While filming Talk of the City in 1964, Baheeg met actress Nahed Gabr, and quickly they fell in love with each other and got married in Cairo and had a son and a daughter, but they separated and divorced later, however, they remarried again in the 1980s and remained married until his death.
Baheeg was an influential star in Egypt, as he was one of the most prominent players in the national team. He was connected in the Egyptian movie business and had close relationships in the Egyptian intellectual community at that time. He had several film stars and singers as friends such as Sabah.
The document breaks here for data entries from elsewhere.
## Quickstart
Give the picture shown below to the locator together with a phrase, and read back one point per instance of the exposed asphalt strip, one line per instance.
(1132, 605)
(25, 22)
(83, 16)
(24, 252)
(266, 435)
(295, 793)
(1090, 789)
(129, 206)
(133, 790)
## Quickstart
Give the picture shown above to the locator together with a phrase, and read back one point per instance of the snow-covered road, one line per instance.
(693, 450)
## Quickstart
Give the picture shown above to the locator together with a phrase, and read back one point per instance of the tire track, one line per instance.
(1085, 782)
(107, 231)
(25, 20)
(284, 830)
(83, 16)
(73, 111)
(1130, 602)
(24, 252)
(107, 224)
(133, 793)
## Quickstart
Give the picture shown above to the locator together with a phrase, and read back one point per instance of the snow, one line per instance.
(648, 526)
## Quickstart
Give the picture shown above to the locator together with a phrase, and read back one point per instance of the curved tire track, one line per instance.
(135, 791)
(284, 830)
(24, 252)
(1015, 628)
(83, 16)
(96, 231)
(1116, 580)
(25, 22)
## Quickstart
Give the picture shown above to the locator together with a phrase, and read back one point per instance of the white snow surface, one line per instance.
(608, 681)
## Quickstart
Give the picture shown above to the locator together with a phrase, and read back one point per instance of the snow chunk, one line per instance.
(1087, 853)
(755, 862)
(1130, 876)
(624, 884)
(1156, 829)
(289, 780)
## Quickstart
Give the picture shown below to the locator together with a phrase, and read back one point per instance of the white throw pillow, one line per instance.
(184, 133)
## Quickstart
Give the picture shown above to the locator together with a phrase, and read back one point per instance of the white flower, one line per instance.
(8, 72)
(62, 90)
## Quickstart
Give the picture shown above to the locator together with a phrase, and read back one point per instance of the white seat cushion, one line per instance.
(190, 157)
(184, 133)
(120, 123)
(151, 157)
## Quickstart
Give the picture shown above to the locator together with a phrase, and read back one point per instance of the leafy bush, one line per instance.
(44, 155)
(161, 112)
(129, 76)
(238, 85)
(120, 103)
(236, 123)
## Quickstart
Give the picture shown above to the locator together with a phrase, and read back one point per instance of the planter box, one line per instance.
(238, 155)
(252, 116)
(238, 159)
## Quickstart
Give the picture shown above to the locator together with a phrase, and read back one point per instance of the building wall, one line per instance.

Baheeg died on 4 December 2008 at the age of 77, in Cairo, Egypt.

==Career statistics==
===International goals===

| # | Date | Venue | Opponent | Score | Result | Competition |
| 1. | 17 July 1955 | Barcelona, Spain | FRA France B | 6–2 | Win | 1955 Mediterranean Games |
| 2. | 20 July 1955 | Barcelona, Spain | ESP Spain B | 1–1 | Draw | 1955 Mediterranean Games |
| 3. | 29 May 1959 | Al Ahly Stadium, Cairo, United Arab Republic | Sudan | 2–1 | Win | 1959 African Cup of Nations |
| 4. | 29 May 1959 | Al Ahly Stadium, Cairo, United Arab Republic | Sudan | 2–1 | Win | 1959 African Cup of Nations |
Correct as of 13 January 2017

==Honours==

===Player===
Zamalek
- Egypt Cup: 1951–52, 1954–55, 1956–57, 1957–58, 1958–59, 1959–60
- Cairo League: 1950–51, 1951–52, 1952–53
- Egyptian Premier League (1): 1959–60

Egypt
- Mediterranean Games: 1955

	United Arab Republic
- African Cup of Nations: 1959

===Manager===
Zamalek
- Egyptian Premier League: 1987–88
- Egypt Cup : 1987–88
- Afro-Asian Club Championship: 1987
- Friendship International Cup: 1988

==Filmography==
- Talk of the City (Hadeeth Al-Madina حديث المدينة): 1964.